Published online by Cambridge University Press: 16 November 2022
Abstract
Pan-Asian pro-feminist hit My Sassy Girl, the first Korean wave movie of its kind, proves its strong appeal to young women in Asia which composes an inter-Asian anagram.
Keywords: Korean wave (hanryu), mukukjeok (non-national), pan-Asian star Jeon Jihyeon (Gianna Jun), phantasm of origins, the original/the copy
The Korean Mode of Blockbusters and My Sassy Girl
Reclaiming its position as something in between Hollywood and the Asian and the Korean cinema industries, South Korean film in the post-IMF era has received the most unexpected but welcome gift. It is the pan-Asian success of Korean popular culture known as the Korean wave (hanryu). Amid hanryu, there emerged a movie entitled My Sassy Girl that has become a pan-Asian hit. After My Sassy Girl's rather surprising popularity in various Asian countries, its female lead, Jeon Jihyeon (Gianna Jun), has been promoted as a pan-Asia star, appealing to audiences in Hong Kong, China, Japan, Vietnam and Thailand.
Sassy? Grotesque? Barbarian?
My Sassy Girl is a film about two college students who act like teenagers and their difficulties in growing up and living up to gender roles in heterosexual relations. The comic effects are derived from gender reversals. What yeopgi in the Korean title Yeopgijeogin geunyeo indicates is bizarre and grotesque.

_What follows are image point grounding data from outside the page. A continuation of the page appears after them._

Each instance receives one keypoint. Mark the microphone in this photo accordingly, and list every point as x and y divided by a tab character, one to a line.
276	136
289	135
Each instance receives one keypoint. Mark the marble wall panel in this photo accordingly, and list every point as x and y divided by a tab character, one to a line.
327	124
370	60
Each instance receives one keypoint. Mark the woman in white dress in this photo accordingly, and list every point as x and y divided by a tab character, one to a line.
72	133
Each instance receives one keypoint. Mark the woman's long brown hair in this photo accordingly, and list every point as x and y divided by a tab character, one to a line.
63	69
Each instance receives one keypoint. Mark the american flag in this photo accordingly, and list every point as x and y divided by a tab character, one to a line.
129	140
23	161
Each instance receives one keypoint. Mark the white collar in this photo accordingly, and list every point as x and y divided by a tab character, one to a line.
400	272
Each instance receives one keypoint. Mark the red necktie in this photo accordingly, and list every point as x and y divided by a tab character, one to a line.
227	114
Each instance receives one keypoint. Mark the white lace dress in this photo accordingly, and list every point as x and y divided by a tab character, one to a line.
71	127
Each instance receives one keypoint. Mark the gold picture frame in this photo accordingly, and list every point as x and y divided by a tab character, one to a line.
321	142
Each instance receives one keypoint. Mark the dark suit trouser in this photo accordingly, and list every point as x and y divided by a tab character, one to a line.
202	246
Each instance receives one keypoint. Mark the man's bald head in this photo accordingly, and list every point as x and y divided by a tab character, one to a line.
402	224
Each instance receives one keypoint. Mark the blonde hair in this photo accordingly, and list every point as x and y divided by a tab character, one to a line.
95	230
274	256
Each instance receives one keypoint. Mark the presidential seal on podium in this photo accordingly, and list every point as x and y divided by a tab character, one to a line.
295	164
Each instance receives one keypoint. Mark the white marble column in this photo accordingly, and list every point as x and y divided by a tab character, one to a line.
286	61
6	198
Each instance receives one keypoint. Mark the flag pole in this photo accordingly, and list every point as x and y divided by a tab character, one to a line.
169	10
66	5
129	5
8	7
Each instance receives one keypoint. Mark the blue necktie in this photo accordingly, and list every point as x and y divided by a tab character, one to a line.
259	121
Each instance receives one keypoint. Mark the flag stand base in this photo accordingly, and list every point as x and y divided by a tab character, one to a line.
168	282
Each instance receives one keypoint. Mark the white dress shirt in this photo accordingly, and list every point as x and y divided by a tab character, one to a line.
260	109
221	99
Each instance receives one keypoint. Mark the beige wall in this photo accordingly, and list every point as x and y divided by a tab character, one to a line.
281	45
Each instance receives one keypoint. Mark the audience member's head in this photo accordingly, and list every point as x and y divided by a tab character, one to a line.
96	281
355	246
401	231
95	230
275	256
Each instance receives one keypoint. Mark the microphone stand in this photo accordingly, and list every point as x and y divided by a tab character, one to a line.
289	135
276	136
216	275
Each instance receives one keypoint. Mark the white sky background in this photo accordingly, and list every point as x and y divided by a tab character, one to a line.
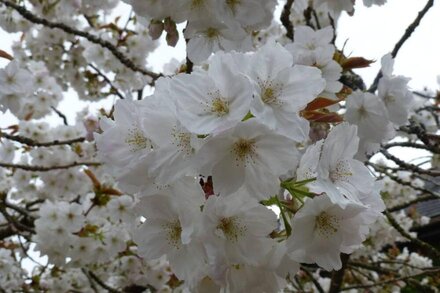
370	33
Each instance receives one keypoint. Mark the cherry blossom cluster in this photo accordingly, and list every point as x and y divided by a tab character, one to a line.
228	178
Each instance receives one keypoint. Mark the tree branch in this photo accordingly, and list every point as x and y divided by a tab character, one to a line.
410	203
108	81
46	169
408	32
431	272
338	276
407	166
73	31
101	283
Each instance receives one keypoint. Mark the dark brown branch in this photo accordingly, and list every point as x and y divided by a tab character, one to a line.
31	142
285	19
431	141
371	267
425	246
46	169
408	32
101	283
410	203
400	181
378	284
73	31
108	81
314	281
61	115
423	95
408	144
407	166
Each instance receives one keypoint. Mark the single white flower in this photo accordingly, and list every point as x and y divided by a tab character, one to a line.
213	102
236	229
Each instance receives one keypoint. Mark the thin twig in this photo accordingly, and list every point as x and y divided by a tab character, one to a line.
409	167
48	168
314	281
411	28
101	283
410	203
73	31
377	284
426	246
108	81
338	276
31	142
285	19
61	115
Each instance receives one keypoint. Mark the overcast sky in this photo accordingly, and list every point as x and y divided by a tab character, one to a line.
370	33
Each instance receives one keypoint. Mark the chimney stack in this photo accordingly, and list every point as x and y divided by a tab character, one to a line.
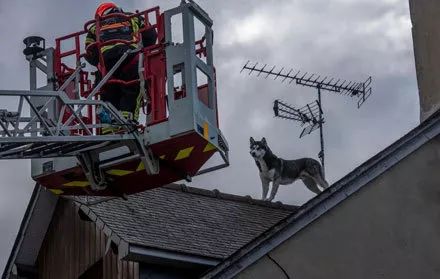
425	17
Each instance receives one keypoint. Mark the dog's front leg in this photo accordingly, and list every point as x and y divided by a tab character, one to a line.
275	185
265	184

My Sassy Girl was a box-office success in Korea but hardly gained any serious critical attention. Its star, Jeon Jihyeon, was perceived as a cute actress of the type typically found in commercials. As it has become popular in other countries in Asia, it retroactively demands a critical view that should be attentive to the local, the inter-Asian and the global reception. My Sassy Girl is a popular text that is connected to Japanese cartoons and intricate intertextuality with local internet-based youth subculture known as yeopgi sites. Around the time of its production, the expression yeopgi was very popular. It signifies the bizarre, the horrible, the grotesque and the strange. Beyond the dictionary-based usages, yeopgi is attached to emergent youth subculture formed on the internet.Yeopgi culture in 1990s was provoked partly by the snuff sites and a translation of Ito Zunji's horror cartoon collections into Korean.